The CIO put Jack in charge of an enterprise initiative with a sizable budget to spend on improving data quality.

Jack was sent to a leading industry conference to evaluate data quality vendors.  While his flight was delayed, Jack was passing the time in the airport bar when he was approached by Machiavelli, a salesperson from a data quality software company called Magic Beans.

Machiavelli told Jack that he didn't need to go to the conference to evaluate vendors.  Instead, Jack could simply trade his entire budget for a unlimited license of Magic Beans. 

Machiavelli assured Jack that Magic Beans had the following features:

  • Simple to install
  • Remarkably intuitive user interface
  • Processes a gazillion records per nanosecond
  • Clairvoyantly detects and corrects existing data quality problems
  • Prevents all future data quality problems from happening

Jack agreed to the trade and went back to the office with Magic Beans.

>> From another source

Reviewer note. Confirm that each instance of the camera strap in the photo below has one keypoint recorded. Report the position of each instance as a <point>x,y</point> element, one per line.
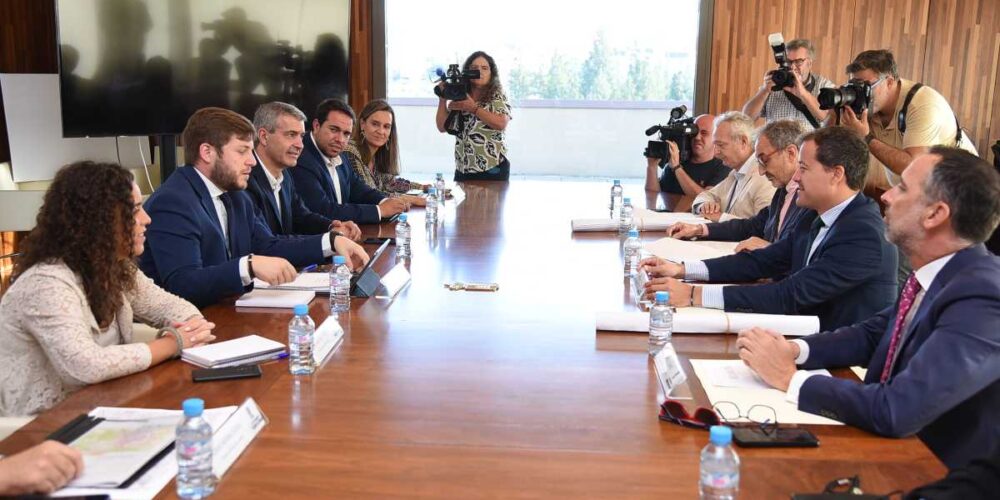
<point>901,119</point>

Eighteen months later, Jack and the CIO carpooled to Washington, D.C. to ask Congress for a sizable bailout.

What is the moral of this story? 

(Other than never trust a salesperson named Machiavelli.)

There are many data quality vendors to choose from and all of them offer viable solutions driven by impressive technology.

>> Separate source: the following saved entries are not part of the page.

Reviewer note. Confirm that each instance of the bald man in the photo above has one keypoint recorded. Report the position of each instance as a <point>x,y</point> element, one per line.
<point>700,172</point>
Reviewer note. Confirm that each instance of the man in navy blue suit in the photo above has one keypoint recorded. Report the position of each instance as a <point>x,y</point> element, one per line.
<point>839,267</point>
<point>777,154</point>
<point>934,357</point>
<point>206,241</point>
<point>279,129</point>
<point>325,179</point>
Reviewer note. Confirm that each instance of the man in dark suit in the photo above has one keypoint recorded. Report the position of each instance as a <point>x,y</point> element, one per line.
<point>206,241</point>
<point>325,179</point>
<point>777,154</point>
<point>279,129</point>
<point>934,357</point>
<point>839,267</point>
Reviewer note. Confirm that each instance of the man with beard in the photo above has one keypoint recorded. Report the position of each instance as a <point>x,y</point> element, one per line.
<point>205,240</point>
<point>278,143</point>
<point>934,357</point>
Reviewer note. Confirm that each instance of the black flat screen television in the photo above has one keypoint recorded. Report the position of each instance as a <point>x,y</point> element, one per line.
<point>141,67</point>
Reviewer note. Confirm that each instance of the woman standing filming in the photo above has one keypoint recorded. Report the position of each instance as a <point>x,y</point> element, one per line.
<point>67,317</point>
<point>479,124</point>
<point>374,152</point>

However, technology sometimes carries with it a dangerous conceit – that what works in the laboratory and the engineering department will work in the boardroom and the accounting department, that what is true for the mathematician and the computer scientist will be true for the business analyst and the data steward.

My point is neither to discourage the purchase of data quality software, nor to try to convince you which vendor I think provides the superior solution – especially since these types of opinions are usually biased by the practical limits of your personal experience and motivated by the kind folks who are currently paying your salary.

And I am certainly not a Luddite opposed to the use of technology.  I am first, foremost, and proudly a techno-geek of the highest order.  However, I have seen too many projects fail when a solution to data quality problems was attempted by “throwing technology at it.”  I have seen beautifully architected, wonderfully coded, elegantly implemented technical solutions result in complete and utter failure.  These projects failed neither because using technology was the wrong approach nor because the wrong data quality software was selected.

Data quality solutions require a holistic approach involving people, methodology, and technology.

People

Sometimes, people doubt that data quality problems could be prevalent in their systems.  This “data denial” is not necessarily a matter of blissful ignorance, but is often a natural self-defense mechanism from the data owners on the business side and/or the process owners on the technical side.  No one likes to feel blamed for causing or failing to fix the data quality problems.  This is one of the many human dynamics that is missing from the relative clean room of the laboratory where the technology was developed.  You must consider the human factor because it will be the people involved in the project, and not the technology itself, that will truly make the project successful.

 

Methodology

Data characteristics and their associated quality challenges are unique from company to company.  Data quality can be defined differently by different functional areas within the same company.  Business rules can change from project to project.  Decision makers on the same project can have widely varying perspectives.  All of this points to the need for having an effective methodology, which will help you maximize the time and effort as well as the subsequent return on whatever technology you invest in.

 

Technology

I have used software from most of the Gartner Data Quality Magic Quadrant and many of the so-called niche vendors.  So I speak from experience when I say that all data quality vendors have viable solutions driven by impressive technology.  However, don't let the salesperson “blind you with science” to have unrealistic expectations of the software.  I am not trying to accuse all salespeople of Machiavellian machinations (even though we have all encountered a few who would shamelessly sell their mother’s soul to meet their quota).     

 

Conclusion

Just like any complex problem, there is no fast and easy solution.  Although incredible advancements in technology continue, there are no Magic Beans for Data Quality.

And there never will be.

An organization's data quality initiative can only be successful when people take on the challenge united by collaboration, guided by an effective methodology, and of course, implemented with amazing technology.